Praha – “I used to work 12 hours a day. By that time my agency was paying me just CZK 500 a month. After 14 days, I ran away,” recalls Gansikh, who is from Mongolia, describing the “Czech dream” that a Mongolian employment agency and its Czech branch promised him.

His story is one of many in the exhibition Czech Made? Much like David Černý’s Entropa, this could become another controversial projects that the Czechs are bringing to the EU. The project provides a raw look at the demimonde of migrant workers – a big topic as the economic crisis grows deeper.

The Multicultural Centre Prague is preparing to present this exhibition to the European parliament.

The joint work of 17 artists and migration experts will introduce nine comics and reports on worker migration in the Czech Republic. Until the end of February, the exhibition is on display in Prague, after stopping in Brno and Ostrava, it will go to Strasbourg.

Organisers: The Czech Republic is exploiting workers

The Czech Republic itself, as the country presiding over the EU, is not receiving much praise for its attitude toward migrant workers.

“Unlike the French presidency, the Czech presidency did not include migration policies among its key priorities,” notes Markéta Kadlecová, an expert on migration from the humanitarian organisation People in Need.

Although the measures recently adopted by the cabinet, based on a proposal by Interior Minister Ivan Langer can help 2,000 workers return home, Kadlecová says it is mostly directed at the Czech public. Labourers in remote countries like Mongolia and Vietnam usually do not use the offer because they worry about the impact of their return on their family, especially to debt collectors demanding the debts made before their departure.

Organisers from the Multicultural Centre Prague say the exhibition Czech Made? Should alert the European parliament to “the exploitation of foreign workers on the Czech market”.

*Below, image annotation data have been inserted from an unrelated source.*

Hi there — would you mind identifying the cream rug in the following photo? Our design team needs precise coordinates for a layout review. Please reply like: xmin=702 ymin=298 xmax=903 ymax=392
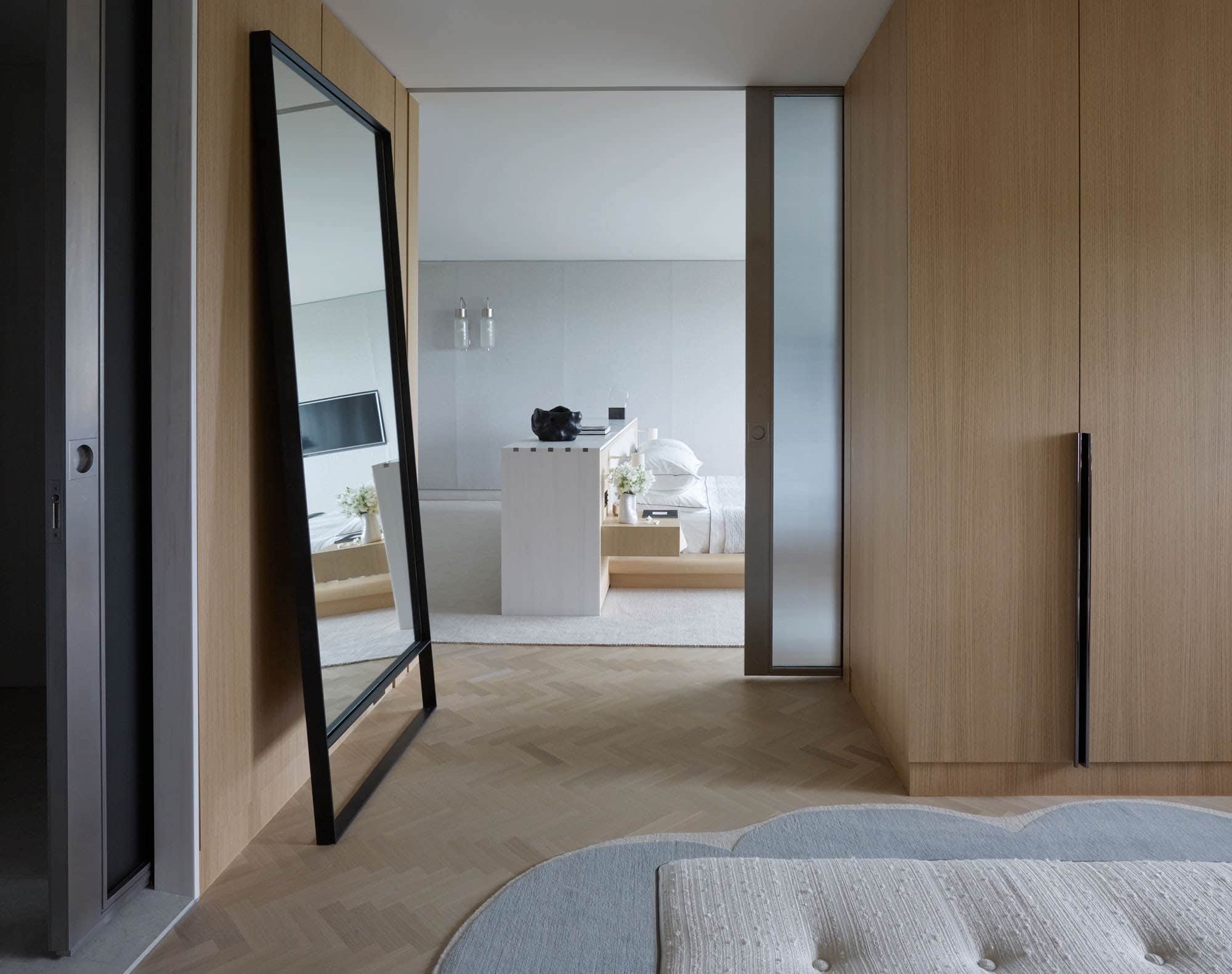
xmin=318 ymin=588 xmax=744 ymax=666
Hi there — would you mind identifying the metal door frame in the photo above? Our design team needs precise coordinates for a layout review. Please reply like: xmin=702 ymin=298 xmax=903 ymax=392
xmin=46 ymin=0 xmax=200 ymax=954
xmin=46 ymin=0 xmax=106 ymax=953
xmin=744 ymin=86 xmax=845 ymax=677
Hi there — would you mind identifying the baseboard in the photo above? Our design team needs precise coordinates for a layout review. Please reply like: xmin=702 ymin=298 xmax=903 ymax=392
xmin=907 ymin=764 xmax=1232 ymax=797
xmin=419 ymin=487 xmax=500 ymax=501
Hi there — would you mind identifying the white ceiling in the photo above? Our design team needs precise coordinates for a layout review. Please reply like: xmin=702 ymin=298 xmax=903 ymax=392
xmin=419 ymin=91 xmax=744 ymax=260
xmin=328 ymin=0 xmax=891 ymax=89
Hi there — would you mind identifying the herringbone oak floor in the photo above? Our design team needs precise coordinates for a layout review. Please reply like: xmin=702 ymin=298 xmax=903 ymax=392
xmin=142 ymin=646 xmax=1232 ymax=972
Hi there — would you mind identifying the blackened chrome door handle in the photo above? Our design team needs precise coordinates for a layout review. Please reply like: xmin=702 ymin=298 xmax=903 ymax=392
xmin=1074 ymin=432 xmax=1092 ymax=768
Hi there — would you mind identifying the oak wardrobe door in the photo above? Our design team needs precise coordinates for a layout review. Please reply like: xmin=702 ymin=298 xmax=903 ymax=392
xmin=907 ymin=0 xmax=1078 ymax=762
xmin=1082 ymin=0 xmax=1232 ymax=762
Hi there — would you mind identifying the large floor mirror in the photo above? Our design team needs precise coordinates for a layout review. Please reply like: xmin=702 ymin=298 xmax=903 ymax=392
xmin=251 ymin=31 xmax=436 ymax=845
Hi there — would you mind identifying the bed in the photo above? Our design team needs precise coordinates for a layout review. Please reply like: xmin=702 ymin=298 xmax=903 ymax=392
xmin=609 ymin=476 xmax=744 ymax=588
xmin=674 ymin=477 xmax=744 ymax=555
xmin=308 ymin=512 xmax=394 ymax=618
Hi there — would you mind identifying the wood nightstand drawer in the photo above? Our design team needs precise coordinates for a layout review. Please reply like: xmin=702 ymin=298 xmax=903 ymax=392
xmin=602 ymin=516 xmax=680 ymax=559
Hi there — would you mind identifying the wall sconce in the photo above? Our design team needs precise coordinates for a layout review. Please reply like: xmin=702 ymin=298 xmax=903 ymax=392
xmin=453 ymin=303 xmax=471 ymax=351
xmin=479 ymin=303 xmax=496 ymax=351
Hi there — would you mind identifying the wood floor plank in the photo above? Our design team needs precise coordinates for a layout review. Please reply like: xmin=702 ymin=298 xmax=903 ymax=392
xmin=140 ymin=646 xmax=1232 ymax=973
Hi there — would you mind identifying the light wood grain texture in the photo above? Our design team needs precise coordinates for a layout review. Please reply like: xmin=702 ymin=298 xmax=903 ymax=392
xmin=607 ymin=555 xmax=744 ymax=588
xmin=312 ymin=542 xmax=389 ymax=583
xmin=314 ymin=572 xmax=394 ymax=619
xmin=1082 ymin=0 xmax=1232 ymax=762
xmin=844 ymin=0 xmax=909 ymax=779
xmin=197 ymin=0 xmax=320 ymax=888
xmin=320 ymin=7 xmax=399 ymax=133
xmin=907 ymin=0 xmax=1078 ymax=762
xmin=909 ymin=761 xmax=1232 ymax=804
xmin=601 ymin=514 xmax=680 ymax=559
xmin=196 ymin=0 xmax=418 ymax=889
xmin=140 ymin=646 xmax=1232 ymax=974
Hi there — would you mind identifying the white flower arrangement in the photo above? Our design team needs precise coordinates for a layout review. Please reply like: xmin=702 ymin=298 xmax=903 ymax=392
xmin=607 ymin=461 xmax=654 ymax=497
xmin=338 ymin=483 xmax=379 ymax=518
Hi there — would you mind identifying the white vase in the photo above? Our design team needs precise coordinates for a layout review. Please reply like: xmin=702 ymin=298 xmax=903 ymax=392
xmin=360 ymin=511 xmax=381 ymax=545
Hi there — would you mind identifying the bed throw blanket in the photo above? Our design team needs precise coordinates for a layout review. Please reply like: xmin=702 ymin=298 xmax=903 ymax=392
xmin=659 ymin=858 xmax=1232 ymax=974
xmin=706 ymin=477 xmax=744 ymax=555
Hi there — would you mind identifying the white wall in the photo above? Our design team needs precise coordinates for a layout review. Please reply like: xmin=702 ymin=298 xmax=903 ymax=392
xmin=415 ymin=91 xmax=744 ymax=260
xmin=275 ymin=59 xmax=386 ymax=304
xmin=419 ymin=260 xmax=744 ymax=491
xmin=291 ymin=291 xmax=398 ymax=514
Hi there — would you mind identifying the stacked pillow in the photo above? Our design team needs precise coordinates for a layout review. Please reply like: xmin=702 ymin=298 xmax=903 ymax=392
xmin=641 ymin=439 xmax=706 ymax=507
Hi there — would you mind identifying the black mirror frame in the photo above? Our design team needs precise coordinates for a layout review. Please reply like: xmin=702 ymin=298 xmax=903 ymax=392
xmin=249 ymin=31 xmax=436 ymax=846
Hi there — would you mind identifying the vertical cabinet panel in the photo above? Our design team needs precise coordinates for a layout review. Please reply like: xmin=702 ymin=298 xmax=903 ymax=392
xmin=1082 ymin=0 xmax=1232 ymax=761
xmin=907 ymin=0 xmax=1078 ymax=762
xmin=844 ymin=0 xmax=909 ymax=769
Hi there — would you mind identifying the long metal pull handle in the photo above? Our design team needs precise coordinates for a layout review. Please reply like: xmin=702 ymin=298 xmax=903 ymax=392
xmin=1074 ymin=432 xmax=1090 ymax=768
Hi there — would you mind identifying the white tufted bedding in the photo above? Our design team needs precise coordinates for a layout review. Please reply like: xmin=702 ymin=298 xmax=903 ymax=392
xmin=659 ymin=858 xmax=1232 ymax=974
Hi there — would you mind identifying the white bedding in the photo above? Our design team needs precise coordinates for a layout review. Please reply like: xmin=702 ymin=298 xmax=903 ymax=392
xmin=658 ymin=858 xmax=1232 ymax=974
xmin=308 ymin=511 xmax=363 ymax=551
xmin=641 ymin=477 xmax=744 ymax=555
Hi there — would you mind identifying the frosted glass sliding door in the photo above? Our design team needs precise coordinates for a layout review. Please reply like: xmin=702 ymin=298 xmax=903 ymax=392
xmin=747 ymin=92 xmax=843 ymax=672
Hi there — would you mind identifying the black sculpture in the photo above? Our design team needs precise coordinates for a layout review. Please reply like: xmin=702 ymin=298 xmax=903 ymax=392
xmin=531 ymin=405 xmax=582 ymax=442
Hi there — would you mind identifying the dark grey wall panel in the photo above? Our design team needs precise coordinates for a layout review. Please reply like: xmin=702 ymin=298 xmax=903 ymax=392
xmin=102 ymin=0 xmax=154 ymax=890
xmin=0 ymin=2 xmax=47 ymax=687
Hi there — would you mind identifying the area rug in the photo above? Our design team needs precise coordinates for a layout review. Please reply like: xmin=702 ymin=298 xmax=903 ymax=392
xmin=435 ymin=799 xmax=1232 ymax=974
xmin=658 ymin=857 xmax=1232 ymax=974
xmin=318 ymin=588 xmax=744 ymax=666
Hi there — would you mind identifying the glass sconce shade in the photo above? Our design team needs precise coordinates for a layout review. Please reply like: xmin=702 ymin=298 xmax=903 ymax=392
xmin=479 ymin=297 xmax=496 ymax=351
xmin=453 ymin=303 xmax=471 ymax=351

The question is what this will do for the image of the Czech presidency. Černý’s Entropa mostly met with understanding form the European Council in Brussels. The comics in Czech Made? are exactly cheerful reading and there are few happy endings. More often than not it is about broken drams and families, scams, impenetrable institutions or forced prostitution and abuse.

Slave-driving agencies

  • Last November Brno police arrested five Mongolians and a Czech lawyer luring Mongolians to work in the EU. They confiscated CZK 2 million and false passports. The main organisers owned a Czech employment agency.
  • In May police arrested an organised group of six Czech men and one Ukrainian woman. More than 60 men of various different nationalities passed through their night clubs in Šlunkovský výběžek. They had to hand over half of their salary to their “employers”.
  • In March two Ukrainians who headed an organised group were arrested in České Budějovice. They were offering to help arrange visas and work through Ukrainian papers. Then they would force the employees to work under unacceptable conditions. The profit of the accused reached tens of millions of crowns.
  • “With the wave of lay offs, we are paying especially close attention organised crime in the sphere of migration,” Pavel Hanták, spokesman for the organised crime police unit told Aktuálně.cz.